Excuse me while I roll my eyes…😳

Shaza123 profile image
Shaza123 in reply toDorsetLady

I know but what can I do I assume they know better than me and they hate it when you challenge them 😟

DorsetLady profile image
DorsetLadyPMRGCAuk volunteer in reply toShaza123

Very difficult I appreciate- so guess you have to try their way, but you also have to tell them if it isn’t working whether they like it or not….

Shaza123 profile image
Shaza123 in reply toDorsetLady

👍

Shaza123 profile image
Shaza123 in reply toDorsetLady

🤣

tangocharlie profile image
tangocharlie in reply toShaza123

Ah, so she is assuming that the MTX will act as a steroid sparer so you can function on a lower dose of steroids. It's a possibility, for some, but not guaranteed, and also hard to tell because steroids work pretty immediately whereas MTX takes time to kick in. The main thing here is you need help tapering down the steroids, the schedule she has given you may or may not work and you need to know what to do if you overshoot the dose, ie reduce too much or too soon

PMRpro profile image
PMRproAmbassador in reply toShaza123

Somehow I doubt that the MTX will help with the pain of PMR. In PMR it doesn't work on the disease process, it potentiates the effect of pred. If you take too much pred away it may not be enough even with MTX.

And as DL says - don't be backward in coming forward if it doesn't work and the PMR part worsens again.

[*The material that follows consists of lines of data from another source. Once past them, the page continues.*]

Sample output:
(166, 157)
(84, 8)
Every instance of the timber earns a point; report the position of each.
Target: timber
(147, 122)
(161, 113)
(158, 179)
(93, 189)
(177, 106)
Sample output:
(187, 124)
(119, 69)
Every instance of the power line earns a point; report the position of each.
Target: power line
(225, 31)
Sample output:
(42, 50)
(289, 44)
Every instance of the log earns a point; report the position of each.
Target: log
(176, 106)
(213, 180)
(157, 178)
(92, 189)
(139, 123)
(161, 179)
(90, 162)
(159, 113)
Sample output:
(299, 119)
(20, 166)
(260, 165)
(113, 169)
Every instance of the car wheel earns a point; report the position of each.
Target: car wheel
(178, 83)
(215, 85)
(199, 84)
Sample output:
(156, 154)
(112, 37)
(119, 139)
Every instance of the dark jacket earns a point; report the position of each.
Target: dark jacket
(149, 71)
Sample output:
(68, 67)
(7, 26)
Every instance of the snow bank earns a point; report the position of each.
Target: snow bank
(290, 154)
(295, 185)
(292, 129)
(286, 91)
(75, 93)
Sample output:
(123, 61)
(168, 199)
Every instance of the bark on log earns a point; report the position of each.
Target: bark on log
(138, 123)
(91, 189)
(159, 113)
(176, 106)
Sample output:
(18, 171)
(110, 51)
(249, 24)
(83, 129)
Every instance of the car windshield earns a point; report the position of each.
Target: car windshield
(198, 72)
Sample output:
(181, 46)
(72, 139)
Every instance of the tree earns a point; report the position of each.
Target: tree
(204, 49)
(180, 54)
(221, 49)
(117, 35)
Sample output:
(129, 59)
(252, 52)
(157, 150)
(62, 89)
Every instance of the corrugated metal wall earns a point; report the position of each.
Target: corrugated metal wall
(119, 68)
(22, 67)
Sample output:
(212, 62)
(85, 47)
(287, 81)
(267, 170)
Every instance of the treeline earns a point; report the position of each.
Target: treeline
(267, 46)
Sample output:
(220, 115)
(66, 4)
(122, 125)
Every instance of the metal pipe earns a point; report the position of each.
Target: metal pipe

tangocharlie profile image
tangocharlie

My opinion - get a new rheumatologist, one who has experience of treating patients with PMR who don't fit what they once read in the textbooks. Every case is different and needs an individual approach, flares are commmon and it's not a case of a straight line reducing dose. It says that in the actual guidelines for rheumatologists. Some rheumies reckon MTX works for PMR but it does for some and doesn't for others and for some like me there were horrendous side-effects; I'd take the steroids any day. No proper trials have yet been done on the efficacy of MTX for PMR so it is very much an experiment, yet they negect to tell people that. Ooh my blood is boiling, time for a cup of tea ....

Shaza123 profile image
Shaza123 in reply totangocharlie

I know what you mean that’s why I thought I’d do the post I get so confused I feel sometimes they don’t really fully understand

tangocharlie profile image
tangocharlie in reply toShaza123

They don't fully understand, not even the more enlightened ones, as so little is known about how to treat PMR and every patient is different, yet they assume all our bodies work the same. Read up all the info on here about how to reduce the steroid dose eg the Dead SLow Nearly Stop method. And ask questions ono here, there's a wealth of experience that even the professionals themselves turn to

DorsetLady profile image
DorsetLadyPMRGCAuk volunteer

I would stick to the 0.5mg a time -and agree with others MTX is good for RA (guess that’s why you’re on it) but doesn’t always do a lot for PMR ..

Shaza123 profile image
Shaza123 in reply toDorsetLady

I’ve decided to do two weeks at 10 and a half mg then two weeks at 10 il still be going down 1 mg a month as she’s suggested but it won’t be such a big jump. I will have to suck it and see

SheffieldJane profile image
SheffieldJane

I wouldn’t, the inability to raise my arms high is my original red flag symptom. I would not be reducing, I might even be increasing and resting. Some of these doctors seem to blithely make it up.